If \(z=\frac{(3+i)(7-i)^2}{3-i}\), then the value of |z| is equal to

• A. 48
• B. √50
• C. 50
• D. √500
• E. √48

Answer 1

The Correct Option is C

We are given the complex number $z = \frac{(3 + i)(7 - i)}{3 - i}$. To find the magnitude $|z|$, we follow these steps: 1. Simplify the expression for $z$: \[ z = \frac{(3 + i)(7 - i)}{3 - i} \] 2. Multiply the numerator $(3 + i)(7 - i)$: \[ (3 + i)(7 - i) = 3 \cdot 7 - 3 \cdot i + i \cdot 7 - i \cdot i = 21 - 3i + 7i + 1 = 22 + 4i \] 3. Divide by the denominator $(3 - i)$. Multiply both the numerator and denominator by the complex conjugate of the denominator, $3 + i$: \[ \frac{22 + 4i}{3 - i} \cdot \frac{3 + i}{3 + i} = \frac{(22 + 4i)(3 + i)}{(3 - i)(3 + i)} \] 4. Simplify the denominator: \[ (3 - i)(3 + i) = 3^2 - i^2 = 9 + 1 = 10 \] 5. Simplify the numerator: \[ (22 + 4i)(3 + i) = 22 \cdot 3 + 22 \cdot i + 4i \cdot 3 + 4i \cdot i = 66 + 22i + 12i + 4(-1) = 66 + 34i - 4 = 62 + 34i \] 6. Therefore, we have: \[ z = \frac{62 + 34i}{10} = 6.2 + 3.4i \] 7. Find the magnitude of $z$, which is $|z|$: \[ |z| = \sqrt{(6.2)^2 + (3.4)^2} = \sqrt{38.44 + 11.56} = \sqrt{50} \]

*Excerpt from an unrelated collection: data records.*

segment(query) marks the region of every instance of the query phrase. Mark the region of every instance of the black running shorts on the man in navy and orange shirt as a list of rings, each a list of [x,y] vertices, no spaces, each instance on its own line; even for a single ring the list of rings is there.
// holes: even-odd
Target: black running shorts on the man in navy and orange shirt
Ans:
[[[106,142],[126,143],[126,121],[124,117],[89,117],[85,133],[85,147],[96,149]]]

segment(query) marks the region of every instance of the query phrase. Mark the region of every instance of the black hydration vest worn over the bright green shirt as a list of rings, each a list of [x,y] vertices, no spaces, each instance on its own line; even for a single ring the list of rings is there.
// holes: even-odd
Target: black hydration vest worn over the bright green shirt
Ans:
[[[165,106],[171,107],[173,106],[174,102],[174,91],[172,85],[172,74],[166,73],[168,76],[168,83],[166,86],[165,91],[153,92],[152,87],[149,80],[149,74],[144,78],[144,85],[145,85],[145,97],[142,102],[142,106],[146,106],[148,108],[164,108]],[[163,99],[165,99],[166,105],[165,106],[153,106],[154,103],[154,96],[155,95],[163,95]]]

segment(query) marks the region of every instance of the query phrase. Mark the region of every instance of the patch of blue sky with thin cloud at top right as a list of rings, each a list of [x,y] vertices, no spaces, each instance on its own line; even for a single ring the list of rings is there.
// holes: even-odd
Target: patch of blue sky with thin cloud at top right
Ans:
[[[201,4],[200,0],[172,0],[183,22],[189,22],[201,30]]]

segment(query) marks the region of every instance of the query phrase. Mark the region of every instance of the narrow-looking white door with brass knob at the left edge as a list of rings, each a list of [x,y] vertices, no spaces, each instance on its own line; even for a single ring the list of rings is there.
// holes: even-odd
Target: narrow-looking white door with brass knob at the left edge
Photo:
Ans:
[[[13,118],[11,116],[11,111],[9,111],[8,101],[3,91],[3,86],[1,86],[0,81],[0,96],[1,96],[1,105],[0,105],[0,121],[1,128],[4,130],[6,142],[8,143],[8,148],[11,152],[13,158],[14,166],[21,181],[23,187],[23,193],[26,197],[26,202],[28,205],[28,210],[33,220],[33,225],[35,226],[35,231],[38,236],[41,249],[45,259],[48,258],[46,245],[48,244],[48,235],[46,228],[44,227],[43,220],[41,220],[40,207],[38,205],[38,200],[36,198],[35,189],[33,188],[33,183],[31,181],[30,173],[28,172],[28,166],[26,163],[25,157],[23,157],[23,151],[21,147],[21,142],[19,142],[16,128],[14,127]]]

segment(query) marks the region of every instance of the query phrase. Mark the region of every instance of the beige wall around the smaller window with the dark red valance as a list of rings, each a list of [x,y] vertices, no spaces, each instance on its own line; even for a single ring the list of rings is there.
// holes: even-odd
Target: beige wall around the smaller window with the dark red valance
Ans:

The correct option is (C) : \(\sqrt {50}\)

Answer 2

We are given the complex number \(z = \frac{(3+i)(7-i)^2}{3-i}\). We want to find the value of |z|.

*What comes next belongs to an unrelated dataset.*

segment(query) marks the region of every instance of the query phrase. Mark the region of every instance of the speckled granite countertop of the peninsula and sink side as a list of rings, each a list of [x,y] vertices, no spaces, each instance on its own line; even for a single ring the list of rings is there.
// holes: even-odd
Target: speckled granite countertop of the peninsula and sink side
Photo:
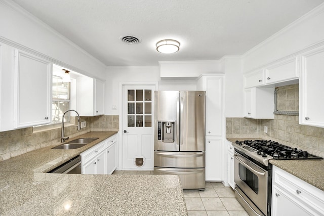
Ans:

We can use the property that \( |z| = \frac{|z_1||z_2|^2}{|z_3|} \), where \(z_1 = 3+i\), \(z_2 = 7-i\), and \(z_3 = 3-i\).

First, let's find the magnitudes:

• \(|3+i| = \sqrt{3^2 + 1^2} = \sqrt{9+1} = \sqrt{10}\)
• \(|7-i| = \sqrt{7^2 + (-1)^2} = \sqrt{49+1} = \sqrt{50}\)
• \(|3-i| = \sqrt{3^2 + (-1)^2} = \sqrt{9+1} = \sqrt{10}\)

Now, we can find |z|:

\(|z| = \frac{|3+i||7-i|^2}{|3-i|} = \frac{\sqrt{10} (\sqrt{50})^2}{\sqrt{10}} = \frac{\sqrt{10} (50)}{\sqrt{10}} = 50\)

Therefore, the value of |z| is equal to 50.